Washington, 12 de junio (Redacción Medios Digitales) - El comienzo de la selección de fútbol de Estados Unidos en la Copa Mundial de la FIFA, celebrado en Los Ángeles, generó una gran expectativa entre los aficionados. Sin embargo, el evento fue ensombrecido por el pesaje de un combate de la UFC que coincidió con el cumpleaños del expresidente Donald Trump, atrayendo a una multitud considerable a la capital estadounidense.

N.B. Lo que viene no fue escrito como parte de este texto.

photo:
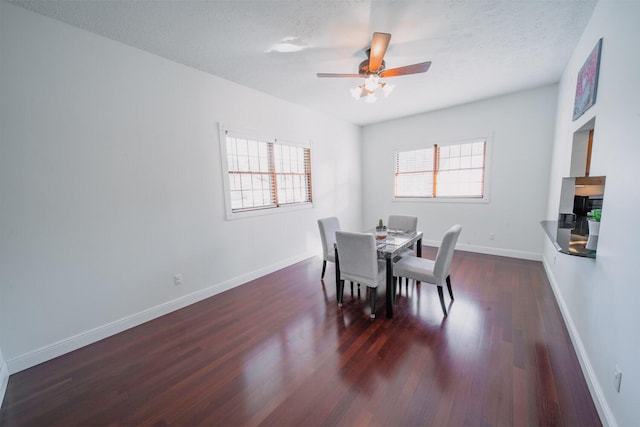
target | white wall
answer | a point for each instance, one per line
(520, 129)
(4, 377)
(599, 298)
(110, 183)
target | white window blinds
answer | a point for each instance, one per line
(454, 170)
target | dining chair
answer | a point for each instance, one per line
(328, 227)
(359, 263)
(404, 223)
(438, 271)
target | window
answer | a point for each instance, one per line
(263, 174)
(442, 171)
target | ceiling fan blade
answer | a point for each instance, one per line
(407, 69)
(338, 75)
(379, 44)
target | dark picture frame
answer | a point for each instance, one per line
(587, 84)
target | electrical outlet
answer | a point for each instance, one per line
(617, 378)
(177, 279)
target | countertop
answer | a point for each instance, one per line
(571, 237)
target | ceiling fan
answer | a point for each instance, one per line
(373, 67)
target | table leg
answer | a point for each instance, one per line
(335, 248)
(389, 297)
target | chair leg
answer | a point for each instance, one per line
(449, 287)
(441, 295)
(340, 292)
(373, 291)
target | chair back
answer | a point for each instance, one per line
(328, 227)
(442, 267)
(358, 258)
(403, 222)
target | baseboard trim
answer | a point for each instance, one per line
(75, 342)
(4, 380)
(532, 256)
(606, 415)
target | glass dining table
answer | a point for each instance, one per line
(388, 248)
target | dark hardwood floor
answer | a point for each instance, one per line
(278, 351)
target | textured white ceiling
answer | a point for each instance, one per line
(478, 48)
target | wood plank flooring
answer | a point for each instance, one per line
(278, 351)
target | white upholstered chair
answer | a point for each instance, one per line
(438, 271)
(358, 262)
(328, 227)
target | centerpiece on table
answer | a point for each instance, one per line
(381, 230)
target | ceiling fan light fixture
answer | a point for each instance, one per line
(356, 92)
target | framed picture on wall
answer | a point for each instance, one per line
(587, 84)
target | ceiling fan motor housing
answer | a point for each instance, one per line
(364, 68)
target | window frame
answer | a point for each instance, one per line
(446, 199)
(230, 212)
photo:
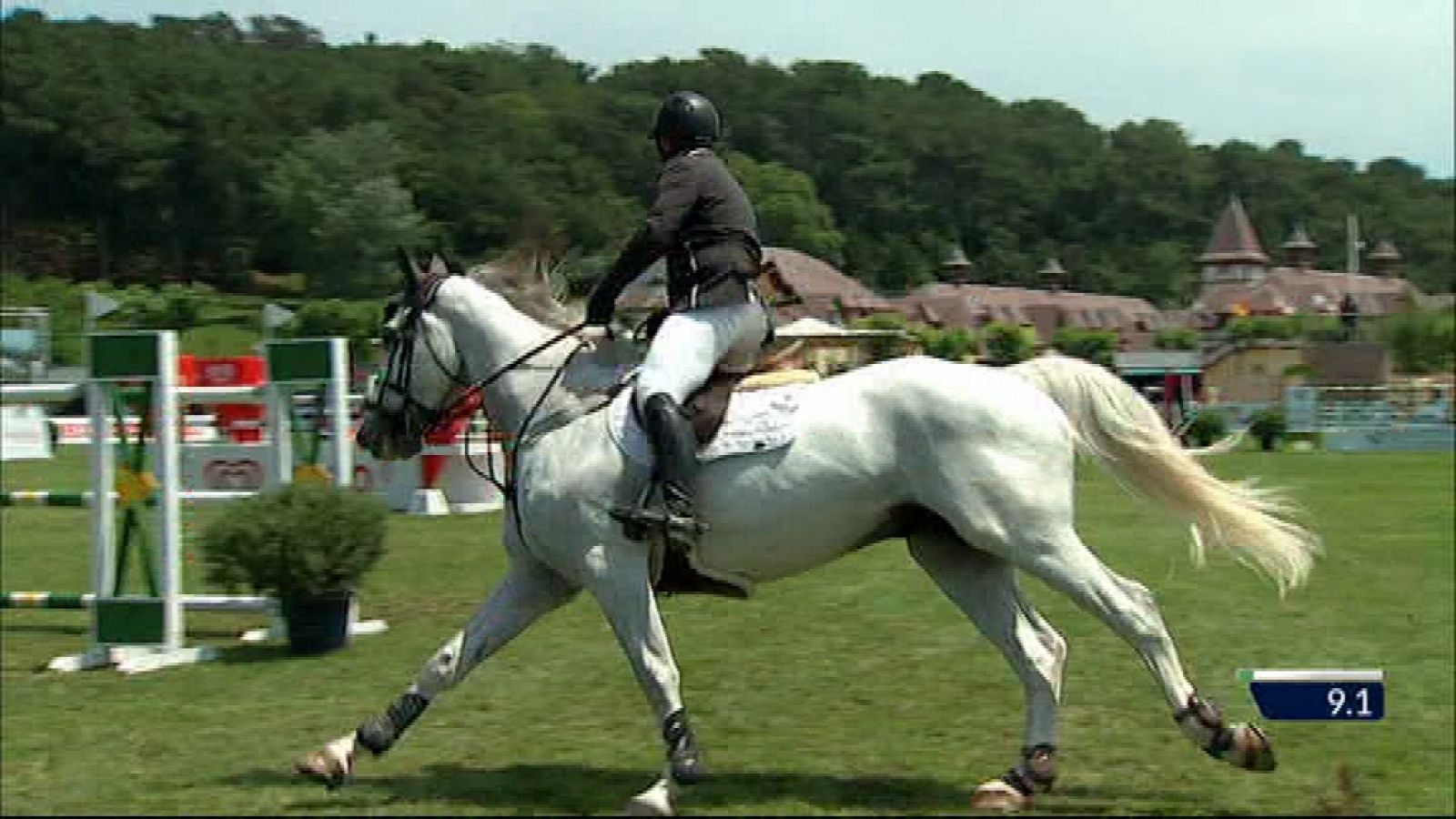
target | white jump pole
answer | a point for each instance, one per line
(169, 474)
(280, 426)
(339, 411)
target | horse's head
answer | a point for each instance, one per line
(422, 379)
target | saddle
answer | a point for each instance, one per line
(706, 409)
(708, 405)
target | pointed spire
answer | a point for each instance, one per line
(1052, 274)
(1234, 241)
(1383, 258)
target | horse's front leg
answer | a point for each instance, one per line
(621, 581)
(528, 592)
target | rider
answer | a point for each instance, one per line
(705, 225)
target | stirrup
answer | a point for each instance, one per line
(640, 521)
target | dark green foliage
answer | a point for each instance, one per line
(951, 344)
(1269, 428)
(1206, 428)
(1097, 346)
(1008, 344)
(357, 321)
(300, 541)
(885, 347)
(204, 149)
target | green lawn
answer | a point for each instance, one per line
(852, 690)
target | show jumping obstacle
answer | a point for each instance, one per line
(146, 632)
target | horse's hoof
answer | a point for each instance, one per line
(999, 796)
(332, 765)
(655, 800)
(1251, 749)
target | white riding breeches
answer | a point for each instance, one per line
(692, 344)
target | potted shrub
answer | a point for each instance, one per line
(1269, 428)
(308, 545)
(1206, 428)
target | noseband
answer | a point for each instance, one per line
(420, 419)
(417, 417)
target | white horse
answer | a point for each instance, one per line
(972, 465)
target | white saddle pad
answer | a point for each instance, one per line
(756, 421)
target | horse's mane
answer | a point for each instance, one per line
(526, 280)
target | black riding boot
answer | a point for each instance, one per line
(674, 448)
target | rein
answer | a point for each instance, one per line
(450, 405)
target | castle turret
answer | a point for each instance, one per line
(1299, 249)
(1234, 252)
(1385, 259)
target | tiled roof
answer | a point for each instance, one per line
(976, 305)
(1299, 239)
(1290, 290)
(1234, 239)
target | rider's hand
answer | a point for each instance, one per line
(596, 334)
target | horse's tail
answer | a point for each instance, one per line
(1120, 429)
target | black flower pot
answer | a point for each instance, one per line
(318, 625)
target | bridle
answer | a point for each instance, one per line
(419, 419)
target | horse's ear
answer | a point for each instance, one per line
(411, 274)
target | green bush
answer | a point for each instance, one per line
(298, 542)
(1008, 344)
(1269, 428)
(1177, 339)
(1421, 341)
(1208, 426)
(1097, 346)
(357, 321)
(220, 339)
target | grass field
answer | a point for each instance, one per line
(852, 690)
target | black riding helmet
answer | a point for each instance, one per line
(689, 118)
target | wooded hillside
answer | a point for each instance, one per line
(206, 149)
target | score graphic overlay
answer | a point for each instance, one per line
(1318, 694)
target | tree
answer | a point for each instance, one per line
(1008, 344)
(1421, 341)
(344, 212)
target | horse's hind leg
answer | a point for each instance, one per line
(985, 588)
(1128, 608)
(528, 592)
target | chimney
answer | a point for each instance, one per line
(956, 267)
(1385, 259)
(1353, 245)
(1300, 251)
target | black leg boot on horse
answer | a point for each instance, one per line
(674, 450)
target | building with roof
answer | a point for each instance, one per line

A pesar de la tormenta eléctrica que afectó la tarde en Washington, numerosos hinchas se reunieron en la explanada nacional para participar del 'fan fest' y seguir el partido inaugural contra Paraguay. La emoción por el encuentro fue palpable, aunque el acceso al evento se convirtió en un desafío logístico. A medida que se acercaba la hora del partido, la entrada y el control de seguridad se tornaron caóticos, con muchas personas, incluidos hispanos y paraguayos, enfrentando demoras significativas para ingresar a la zona donde se había habilitado una pantalla gigante.

La atmósfera festiva en la explanada se vio opacada por la gran convocatoria del pesaje del combate de UFC entre Ilia Tupuria y Justin Gaethje, que tuvo lugar frente al emblemático memorial de Lincoln. Este evento atrajo a más de 500 aficionados que se congregaron para presenciar el careo y escuchar a los luchadores. La coincidencia de ambos eventos no solo dividió la atención de los espectadores, sino que también generó un debate sobre la relevancia de cada uno en el contexto deportivo estadounidense.

Mientras tanto, varios bares deportivos en la ciudad se llenaron para ver el partido, donde Estados Unidos sorprendió a los presentes al derrotar con facilidad a Paraguay. En uno de los locales más populares, un punto de encuentro habitual para los seguidores del Real Madrid en Washington, la mayoría de los asistentes eran de origen hispano, acompañados por estadounidenses que lucían camisetas de equipos de béisbol y baloncesto locales. Esto reflejó la diversidad de la afición que acompaña al fútbol en el país, donde la identidad cultural se entrelaza con el deporte.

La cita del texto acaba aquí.